The HTML report provides an interactive, color-coded table viewable in any web browser.
- biopython (1.81) - Sequence parsing and protein analysis
- pandas (2.0.0) - Data manipulation and CSV handling
- matplotlib (3.7.0) - Visualization generation
- numpy (1.24.0) - Numerical operations
See requirements.txt for complete list.
- README.md - This file, project overview
- USAGE.md - Comprehensive usage guide with examples
- Code documentation - Inline docstrings following Python standards
- Currently supports only single point mutations (not insertions/deletions)
- Predictions are based on physicochemical properties, not structural modeling
- Does not account for protein context (local structure, interactions)
- Charge calculations use simplified pH 7,0 model
Potential improvements for future versions:
- Integration with AlphaFold for structural context
- Support for multiple mutation combinations
- Machine learning-based severity prediction
- Batch processing of multiple proteins
- Web interface for non-programmers
- Integration with protein databases (UniProt, PDB)
This is a personal learning project created for bioinformatics portfolio development.

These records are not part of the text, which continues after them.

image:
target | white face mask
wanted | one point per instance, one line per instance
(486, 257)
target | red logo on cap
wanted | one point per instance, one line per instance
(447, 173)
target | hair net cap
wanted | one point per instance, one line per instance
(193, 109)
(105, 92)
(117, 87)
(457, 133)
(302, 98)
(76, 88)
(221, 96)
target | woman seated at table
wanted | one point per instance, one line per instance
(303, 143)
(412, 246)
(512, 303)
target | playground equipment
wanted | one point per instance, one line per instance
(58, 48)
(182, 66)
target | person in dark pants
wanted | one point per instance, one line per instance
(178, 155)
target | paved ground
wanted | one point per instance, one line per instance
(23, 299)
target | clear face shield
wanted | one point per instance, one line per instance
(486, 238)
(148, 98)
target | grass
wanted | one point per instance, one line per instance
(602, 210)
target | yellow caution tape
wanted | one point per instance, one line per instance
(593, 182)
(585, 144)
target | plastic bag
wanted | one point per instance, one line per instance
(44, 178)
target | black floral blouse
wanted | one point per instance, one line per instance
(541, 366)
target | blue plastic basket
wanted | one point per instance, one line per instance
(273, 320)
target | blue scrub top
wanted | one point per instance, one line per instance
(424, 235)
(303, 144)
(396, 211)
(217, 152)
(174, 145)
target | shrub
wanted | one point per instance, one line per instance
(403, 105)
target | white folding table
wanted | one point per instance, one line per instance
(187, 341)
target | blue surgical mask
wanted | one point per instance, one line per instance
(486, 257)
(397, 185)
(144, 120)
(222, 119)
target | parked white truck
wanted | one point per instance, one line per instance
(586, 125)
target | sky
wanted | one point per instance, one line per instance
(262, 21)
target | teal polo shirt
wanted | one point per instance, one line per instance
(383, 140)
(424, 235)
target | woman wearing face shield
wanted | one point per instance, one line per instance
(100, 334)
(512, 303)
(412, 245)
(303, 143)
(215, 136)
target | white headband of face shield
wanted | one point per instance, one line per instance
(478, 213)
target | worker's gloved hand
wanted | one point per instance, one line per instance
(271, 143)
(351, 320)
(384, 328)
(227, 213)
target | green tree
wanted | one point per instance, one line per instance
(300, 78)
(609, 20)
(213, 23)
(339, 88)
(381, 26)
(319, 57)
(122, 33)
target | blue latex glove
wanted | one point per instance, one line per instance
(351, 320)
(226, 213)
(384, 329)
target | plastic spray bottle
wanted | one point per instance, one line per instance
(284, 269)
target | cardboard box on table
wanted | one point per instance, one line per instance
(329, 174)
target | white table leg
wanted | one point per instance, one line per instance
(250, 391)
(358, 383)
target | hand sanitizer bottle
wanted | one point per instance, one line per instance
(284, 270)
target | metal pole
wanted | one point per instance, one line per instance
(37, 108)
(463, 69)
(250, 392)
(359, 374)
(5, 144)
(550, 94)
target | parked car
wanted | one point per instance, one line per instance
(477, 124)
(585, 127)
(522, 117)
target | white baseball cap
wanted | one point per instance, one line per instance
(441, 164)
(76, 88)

Suggestions and feedback are welcome!
This project is open source and available for educational and research purposes.
Created as part of bioinformatics skill development and job application portfolio.
Contact: karelDOTcurinaATseznamDOTcz
- BioPython community for excellent biological sequence tools
- Kyte & Doolittle for the hydrophobicity scale
- Swiss-Prot/UniProt for protein sequence data standards
Note: This tool is for research and educational purposes. For clinical or production use, additional validation and testing would be required.